By Debra Simes
With New England as the frame of her loom, Diana Muir has used a single shuttle–the dynamic of increasing human population and finite natural resources –to weave the economic and environmental stories of the past four centuries in this corner of North America. Reflections in Bullough’s Pond: Economy and Ecosystem in New England suggests that the region has, repeatedly, reached and then exceeded the population that could be sustained by then-current economic subsistence strategies. It illuminates how New Englanders, from indigenous inhabitants to contemporary denizens, have answered the population-resource dilemma, and in so doing, generated both intentional outcomes and unintended–and potent –consequences.
Muir uses the reflective capacity of Bullough’s Pond and its eastern Massachusetts surrounds (which include her kitchen window) as touchstone for her connection to the historical material, and as local lens through which to sample the mutual impacts that ecosystem and humankind have weathered. She does it beautifully, demonstrating how, from its beginning as a byproduct of the construction of a 1664 gristmill on Smelt Brook, Bullough’s Pond has been consumed (commercial ice), modified (dredging), and otherwise impacted (development-related flooding) by human conceits.
A rich romp through New England’s history, the book distills a massive amount of data to chronicle the development of agriculture; fishing and shipping trades; craft trades precedent to the Industrial Revolution; transportation infrastructure; applied energy sources (animal, wood, hydro, fossil fuels); early public works for water and sewage; and more, more, more! Muir travels the causeways among the micro, macro, and meta worlds, rendering a path invisible to the casual observer, but wholly engrossing to the curious reader. In one moment, she identifies a paradigm shift (the emergence of scientific rationalism) that helps set the Stage for the coming (industrial) revolution, and in the next, gives an account of the intricacies of shoe-making innovations, or the role of clock-making in the evolution of mass production, machine tooling, and interchangeable parts.
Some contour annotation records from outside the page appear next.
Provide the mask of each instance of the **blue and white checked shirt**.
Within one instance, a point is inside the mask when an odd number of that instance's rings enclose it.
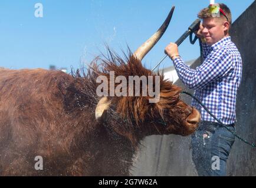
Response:
[[[185,85],[195,90],[195,95],[224,124],[235,123],[237,92],[242,77],[242,59],[228,36],[212,46],[203,45],[205,61],[196,70],[182,58],[173,61],[178,75]],[[201,113],[201,120],[215,122],[195,100],[192,106]]]

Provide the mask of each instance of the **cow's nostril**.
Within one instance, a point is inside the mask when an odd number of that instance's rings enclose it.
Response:
[[[187,122],[189,124],[195,125],[195,124],[198,123],[199,122],[198,122],[198,119],[197,118],[196,119],[195,118],[193,119],[188,119]]]

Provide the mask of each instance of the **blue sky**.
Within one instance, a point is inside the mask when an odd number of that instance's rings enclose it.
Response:
[[[235,21],[253,0],[227,0]],[[36,3],[43,17],[36,18]],[[165,47],[175,42],[197,18],[209,0],[44,0],[0,1],[0,66],[11,69],[79,68],[89,63],[104,43],[117,53],[126,45],[135,51],[161,25],[172,5],[176,8],[165,34],[143,59],[153,68],[164,55]],[[252,18],[255,19],[255,18]],[[185,61],[199,56],[198,43],[188,39],[179,48]],[[172,65],[166,59],[160,68]]]

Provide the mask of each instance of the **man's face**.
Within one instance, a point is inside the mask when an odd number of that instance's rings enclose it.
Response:
[[[228,22],[220,18],[207,18],[203,19],[202,34],[207,44],[212,45],[226,36]]]

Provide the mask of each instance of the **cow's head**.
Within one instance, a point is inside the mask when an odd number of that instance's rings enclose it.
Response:
[[[153,98],[142,95],[142,90],[145,89],[142,88],[142,85],[140,85],[139,96],[129,96],[128,90],[130,88],[127,84],[127,96],[105,96],[101,98],[95,111],[98,122],[106,121],[108,113],[114,116],[113,114],[114,112],[122,119],[133,125],[133,131],[143,132],[144,136],[170,133],[185,136],[191,134],[198,127],[200,114],[196,109],[180,99],[181,89],[171,82],[164,80],[162,75],[146,69],[141,63],[142,58],[165,32],[173,9],[174,7],[157,32],[133,54],[130,53],[124,60],[109,51],[109,56],[102,59],[104,68],[101,75],[106,76],[109,82],[111,82],[110,75],[111,71],[114,72],[115,79],[119,76],[123,76],[127,78],[127,80],[129,80],[129,76],[138,76],[140,78],[142,76],[146,78],[152,76],[153,89],[155,90],[158,86],[159,88],[157,102],[150,103],[150,100]],[[157,77],[159,79],[159,82],[156,82]],[[115,88],[119,85],[120,83],[114,83]],[[146,88],[146,89],[149,89],[149,86]],[[133,88],[135,88],[135,86]],[[110,89],[110,86],[109,93]],[[121,121],[119,123],[124,123]]]

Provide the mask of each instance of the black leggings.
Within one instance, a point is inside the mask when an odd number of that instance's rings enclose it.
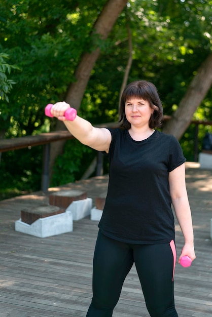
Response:
[[[125,278],[134,262],[151,317],[178,317],[173,296],[173,241],[135,245],[99,231],[93,260],[93,298],[86,317],[111,317]]]

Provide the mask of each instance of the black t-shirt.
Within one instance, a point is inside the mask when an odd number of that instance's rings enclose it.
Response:
[[[109,130],[109,182],[99,228],[129,243],[170,242],[174,223],[168,174],[186,161],[179,142],[157,130],[137,141],[127,130]]]

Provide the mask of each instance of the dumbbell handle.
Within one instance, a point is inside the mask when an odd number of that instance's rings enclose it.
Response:
[[[51,103],[49,103],[45,108],[45,114],[47,116],[50,116],[52,118],[54,116],[51,113],[51,109],[53,105]],[[74,121],[77,116],[77,110],[74,108],[68,108],[64,112],[64,116],[65,117],[66,120],[69,121]]]
[[[188,267],[191,265],[192,262],[191,258],[185,255],[181,258],[180,264],[184,267]]]

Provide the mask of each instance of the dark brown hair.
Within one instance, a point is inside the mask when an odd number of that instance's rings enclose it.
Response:
[[[163,116],[163,106],[155,85],[147,81],[137,81],[128,85],[121,98],[119,108],[119,122],[121,126],[129,130],[131,124],[127,120],[125,115],[125,103],[131,98],[142,98],[149,101],[154,112],[150,117],[149,126],[151,129],[161,126]]]

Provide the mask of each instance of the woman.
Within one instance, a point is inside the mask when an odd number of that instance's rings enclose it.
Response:
[[[186,161],[170,135],[155,130],[163,109],[155,86],[131,83],[121,100],[124,129],[97,128],[77,116],[67,121],[65,102],[52,114],[82,143],[110,162],[108,195],[99,223],[93,260],[93,298],[87,317],[111,317],[125,279],[135,263],[151,317],[176,317],[173,296],[176,262],[172,204],[185,238],[179,258],[195,258],[185,183]]]

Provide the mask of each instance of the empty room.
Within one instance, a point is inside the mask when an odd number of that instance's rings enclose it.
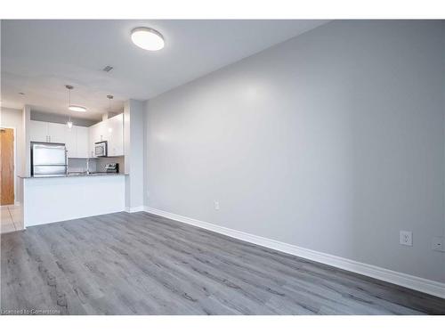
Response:
[[[1,20],[3,315],[445,314],[445,20],[117,19]]]

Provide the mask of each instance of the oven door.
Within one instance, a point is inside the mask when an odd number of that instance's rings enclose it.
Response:
[[[107,156],[107,142],[96,143],[96,145],[94,147],[94,155],[96,157]]]

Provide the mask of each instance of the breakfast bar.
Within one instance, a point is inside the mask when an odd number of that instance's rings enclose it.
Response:
[[[124,211],[124,174],[20,177],[24,227]]]

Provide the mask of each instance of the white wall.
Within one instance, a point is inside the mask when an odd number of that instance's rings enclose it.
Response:
[[[144,106],[137,100],[128,100],[124,106],[125,208],[129,211],[143,207]]]
[[[21,201],[20,188],[17,175],[25,173],[25,158],[23,156],[23,117],[22,110],[16,109],[1,109],[0,126],[13,127],[15,129],[15,200]]]
[[[445,282],[444,65],[443,21],[334,21],[167,92],[146,205]]]

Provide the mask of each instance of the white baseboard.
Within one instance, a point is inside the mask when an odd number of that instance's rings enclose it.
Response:
[[[390,283],[400,285],[402,287],[409,288],[417,291],[445,298],[445,283],[426,280],[421,277],[412,276],[408,273],[394,272],[392,270],[367,265],[361,262],[357,262],[308,248],[303,248],[302,247],[260,237],[227,227],[215,225],[214,224],[190,218],[181,215],[172,214],[170,212],[162,211],[150,207],[144,207],[143,210],[153,215],[161,216],[166,218],[201,227],[206,230],[213,231],[217,233],[224,234],[256,245],[267,247],[269,248],[279,250],[284,253],[291,254],[295,257],[320,262],[340,269],[347,270],[349,272],[369,276],[377,280],[388,281]]]
[[[140,207],[134,207],[134,208],[125,208],[125,211],[128,213],[133,213],[133,212],[139,212],[139,211],[145,211],[145,207],[143,205]]]

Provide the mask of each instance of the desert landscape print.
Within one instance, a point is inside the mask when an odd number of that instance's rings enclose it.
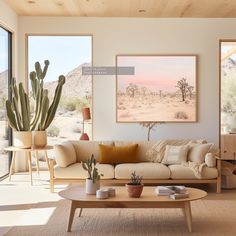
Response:
[[[134,75],[117,75],[117,122],[196,122],[195,55],[117,56],[117,66]]]

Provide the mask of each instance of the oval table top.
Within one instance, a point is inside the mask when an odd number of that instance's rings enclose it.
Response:
[[[196,188],[187,188],[187,192],[189,193],[188,198],[173,200],[170,199],[169,196],[157,196],[155,194],[156,187],[144,186],[143,192],[140,198],[130,198],[128,196],[127,190],[125,186],[102,186],[103,188],[115,188],[116,196],[110,197],[107,199],[97,199],[96,195],[89,195],[85,193],[85,187],[81,187],[78,185],[70,186],[65,190],[60,191],[58,194],[60,197],[72,200],[72,201],[82,201],[82,202],[97,202],[97,201],[105,201],[105,202],[186,202],[186,201],[194,201],[207,196],[207,192],[196,189]]]

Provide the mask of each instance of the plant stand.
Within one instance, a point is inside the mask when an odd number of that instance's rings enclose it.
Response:
[[[15,169],[15,159],[16,159],[16,153],[17,152],[23,152],[26,154],[27,157],[27,162],[28,162],[28,168],[29,168],[29,174],[30,174],[30,184],[33,185],[33,178],[32,178],[32,157],[31,154],[32,152],[35,152],[35,157],[36,157],[36,170],[39,174],[39,155],[38,152],[39,151],[44,151],[45,153],[45,160],[47,162],[48,165],[48,170],[50,169],[49,166],[49,159],[48,159],[48,154],[47,151],[53,149],[53,146],[46,146],[43,148],[37,148],[37,147],[31,147],[31,148],[17,148],[17,147],[7,147],[4,150],[5,151],[9,151],[12,152],[12,160],[11,160],[11,166],[10,166],[10,173],[9,173],[9,181],[11,181],[11,176],[14,173],[14,169]]]

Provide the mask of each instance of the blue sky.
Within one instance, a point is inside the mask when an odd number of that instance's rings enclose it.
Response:
[[[45,81],[55,81],[58,76],[85,62],[91,62],[91,36],[29,36],[28,72],[34,70],[34,63],[49,60]]]
[[[0,27],[0,72],[8,68],[8,33]]]

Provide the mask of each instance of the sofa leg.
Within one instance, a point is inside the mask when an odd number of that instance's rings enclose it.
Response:
[[[221,160],[217,159],[218,178],[216,183],[216,192],[221,193]]]
[[[54,193],[54,160],[50,159],[50,192]]]
[[[221,178],[217,178],[217,183],[216,183],[216,192],[221,193]]]

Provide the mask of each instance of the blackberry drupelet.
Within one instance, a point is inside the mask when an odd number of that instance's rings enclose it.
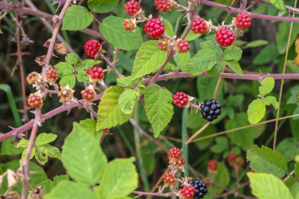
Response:
[[[195,189],[194,191],[194,196],[193,196],[194,199],[202,198],[208,193],[207,184],[202,180],[194,179],[189,180],[188,183],[194,187]]]
[[[213,99],[207,99],[200,105],[202,117],[208,121],[217,119],[221,114],[221,104]]]

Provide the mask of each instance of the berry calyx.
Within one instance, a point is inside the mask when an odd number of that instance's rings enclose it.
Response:
[[[86,100],[89,101],[91,101],[97,95],[94,91],[92,85],[89,85],[84,90],[81,91],[82,97]]]
[[[176,147],[173,147],[168,151],[168,158],[170,163],[175,163],[181,159],[182,152],[179,149]]]
[[[187,53],[190,49],[190,44],[186,40],[181,40],[176,44],[176,51],[179,53]]]
[[[134,30],[135,24],[130,19],[125,19],[125,21],[123,22],[123,29],[129,31],[132,31]]]
[[[147,33],[153,39],[159,38],[165,31],[164,24],[158,18],[151,18],[144,25],[144,32]]]
[[[167,12],[172,6],[172,3],[170,0],[155,0],[155,6],[161,12]]]
[[[41,96],[35,93],[31,93],[29,95],[27,104],[32,107],[41,107],[44,105],[43,101]]]
[[[128,1],[125,5],[125,10],[128,15],[131,16],[134,16],[140,10],[139,3],[134,0]]]
[[[166,186],[173,185],[176,183],[176,177],[170,172],[165,173],[163,176],[163,181]]]
[[[158,41],[157,46],[161,50],[167,51],[169,50],[169,41],[166,38],[161,39]]]
[[[204,19],[202,18],[194,19],[192,22],[191,29],[195,34],[205,34],[207,32],[208,27]]]
[[[192,186],[186,185],[184,186],[180,192],[180,198],[189,199],[193,197],[194,192],[195,189]]]
[[[235,40],[235,35],[231,30],[224,27],[216,32],[215,37],[217,43],[223,46],[230,46]]]
[[[235,25],[240,29],[246,29],[251,25],[251,18],[246,13],[241,13],[236,18]]]
[[[216,171],[217,163],[216,160],[210,160],[208,163],[208,171]]]
[[[207,99],[200,105],[202,117],[208,121],[211,122],[221,114],[221,104],[213,99]]]
[[[202,198],[208,193],[207,184],[202,180],[194,179],[188,181],[190,186],[194,187],[194,199]]]
[[[173,104],[179,107],[183,107],[188,104],[188,95],[183,92],[177,92],[173,97]]]
[[[98,41],[96,40],[90,40],[85,44],[84,49],[87,55],[91,58],[94,58],[96,54],[100,50],[100,47],[102,45]]]
[[[95,66],[89,72],[91,79],[102,79],[104,77],[103,69],[101,67],[96,67]]]

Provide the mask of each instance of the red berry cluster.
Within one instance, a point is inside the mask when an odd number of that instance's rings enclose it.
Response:
[[[241,13],[236,18],[236,25],[240,29],[246,29],[251,25],[251,18],[246,13]]]
[[[140,9],[140,5],[137,1],[131,0],[128,1],[125,5],[125,10],[128,15],[133,16]]]
[[[102,79],[104,77],[103,69],[94,67],[92,69],[86,70],[86,75],[90,75],[91,79]]]
[[[82,97],[86,101],[91,101],[94,98],[96,95],[93,89],[90,89],[86,88],[81,91]]]
[[[204,34],[207,32],[208,27],[203,18],[197,18],[192,22],[191,29],[195,34]]]
[[[164,24],[158,18],[153,18],[147,21],[144,25],[144,32],[153,39],[159,38],[165,31]]]
[[[190,44],[186,40],[181,40],[176,44],[178,47],[176,51],[179,53],[187,53],[190,49]]]
[[[46,73],[46,75],[48,79],[54,79],[55,80],[58,79],[57,71],[54,68],[49,69]]]
[[[223,46],[230,46],[235,40],[235,35],[231,30],[222,27],[216,33],[216,41]]]
[[[100,50],[102,45],[96,40],[90,40],[85,44],[84,49],[87,55],[91,58],[94,58],[94,55]]]
[[[173,104],[180,108],[187,105],[188,102],[188,95],[183,92],[177,92],[173,97]]]
[[[171,4],[169,0],[155,0],[155,6],[162,12],[169,10],[171,7]]]
[[[216,171],[217,170],[217,161],[216,160],[210,160],[208,163],[208,170]]]
[[[193,198],[194,196],[194,191],[195,190],[195,188],[192,186],[189,185],[184,186],[181,189],[180,195],[182,197],[180,197],[180,198],[187,199]]]
[[[165,173],[163,176],[163,181],[166,186],[169,186],[176,183],[176,177],[170,172]]]
[[[30,107],[36,108],[41,107],[44,104],[42,98],[33,93],[31,93],[29,96],[27,104]]]

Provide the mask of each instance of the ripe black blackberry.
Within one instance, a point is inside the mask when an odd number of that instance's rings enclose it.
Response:
[[[194,199],[202,198],[208,192],[207,184],[202,180],[194,179],[188,181],[188,184],[195,189],[194,191]]]
[[[205,100],[200,105],[202,117],[208,121],[217,119],[221,114],[221,104],[213,99]]]

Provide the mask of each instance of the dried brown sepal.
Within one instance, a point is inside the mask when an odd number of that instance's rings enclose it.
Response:
[[[74,90],[70,88],[68,85],[64,88],[62,88],[58,94],[58,96],[60,97],[59,101],[60,102],[76,101],[74,98],[73,93],[74,92]]]
[[[40,66],[47,65],[46,63],[46,55],[43,55],[40,57],[36,57],[35,61]]]
[[[27,76],[26,79],[29,84],[36,84],[42,81],[42,75],[39,73],[33,71],[29,73]]]
[[[41,186],[36,187],[34,191],[30,191],[27,199],[43,199],[44,188]]]

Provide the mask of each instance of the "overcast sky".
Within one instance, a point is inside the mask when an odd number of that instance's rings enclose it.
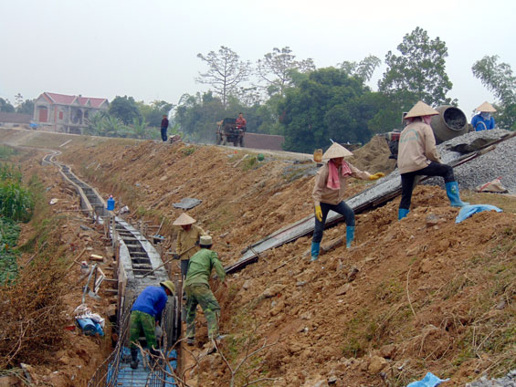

The course of the narrative is delightfully unpredictable. As the reader gambols through this history of technological and strategic developments, Muir artfully explains their impacts on natural systems: we begin to understand, for instance, the myriad and insidious causes of topsoil destruction. (The most tragicomic of these may have been colonial farmers’ decision to graze their cattle on the grassy dunes of coastal Massachusetts, only to watch “in horror as the denuded sands `walked’ over richer lands, burying cultivated fields and fences.”) For all that hydropower has offered New England’s people and their industry, we witness in Muir’s accounting the concomitant opportunities for fouling of precious waterways. And readers are treated to a truly digestible explanation of the nasty algebra of acid rain, ozone depletion, and the burning of fossil fuels.
These chronicles offer historic context and precedent for many of the crises New England (and the world) encounters today: habitat destruction, overexploitation of resources, industrial pollution of air, water, and soil. Muir contends that New Englanders’ particular problem-solving bent has repeatedly rescued the region from starvation and economic ruin. But she does not permit us to rest in the naive hope that this alone can save us from ourselves in a dramatically changed world. “Unlike all of the generations that came before us, we cannot take the functioning of nature for granted. We continue to depend on the daily miracles of photosynthesis and the water cycle as utterly as did our remotest ancestor. The difference is that nature now depends upon us as inevitably as we depend upon nature. Human actions now plot the course of life on this planet.”
Bullough’s Pond insists that hope for the future lies not in a return to some Jeffersonian idyll, impossible in any case. Muir suggests that a Third Revolution (following the Neolithic and the Industrial) may be at hand, citing an emergent societal consensus that “views our common interest in the functional integrity of natural systems as more important than the right of individuals to extract a profit from [them].” Such a revolution would see the generation and use of new kinds of energy and inert materials, in lieu of the petrochemicals on which we so depend; require the use of environmentally responsible accounting methods that reflect the true “cost of doing business”; and “result in a planned and orderly decrease in the numbers of human beings on this planet, even as it results in improved standards of living for all.” People “cannot enter a landscape without changing it.” While the last glacial age generated the canvas, brushes, and paints, human activity and its sequellae have created the vista that is modern New England. From the draining of wetlands and damming of rivers, to the virtual elimination of old-growth forest, human need–and lust–for resources has made “the entire New England landscape … but an imitation of nature.”
On reading Reflections in Bullough’s Pond, one feels, almost as counterpoint to the pleasure of the read, a sad tug–of loss, of guilt–at the monumental up-heaval our species has caused on and in these lands and waters. Muir invites us to understand how we’ve come here, to register how interdependent all life is, and to change our ways, so as to do the least harm to the only place we call home.
Debra Simes is a psychotherapist, writer, and editor in the greater Boston area. She works on issues of environmental and human health.
This article appeared on Page 34 of the Summer 2000 edition of Conservation Matters, the journal of the Conservation Law Foundation.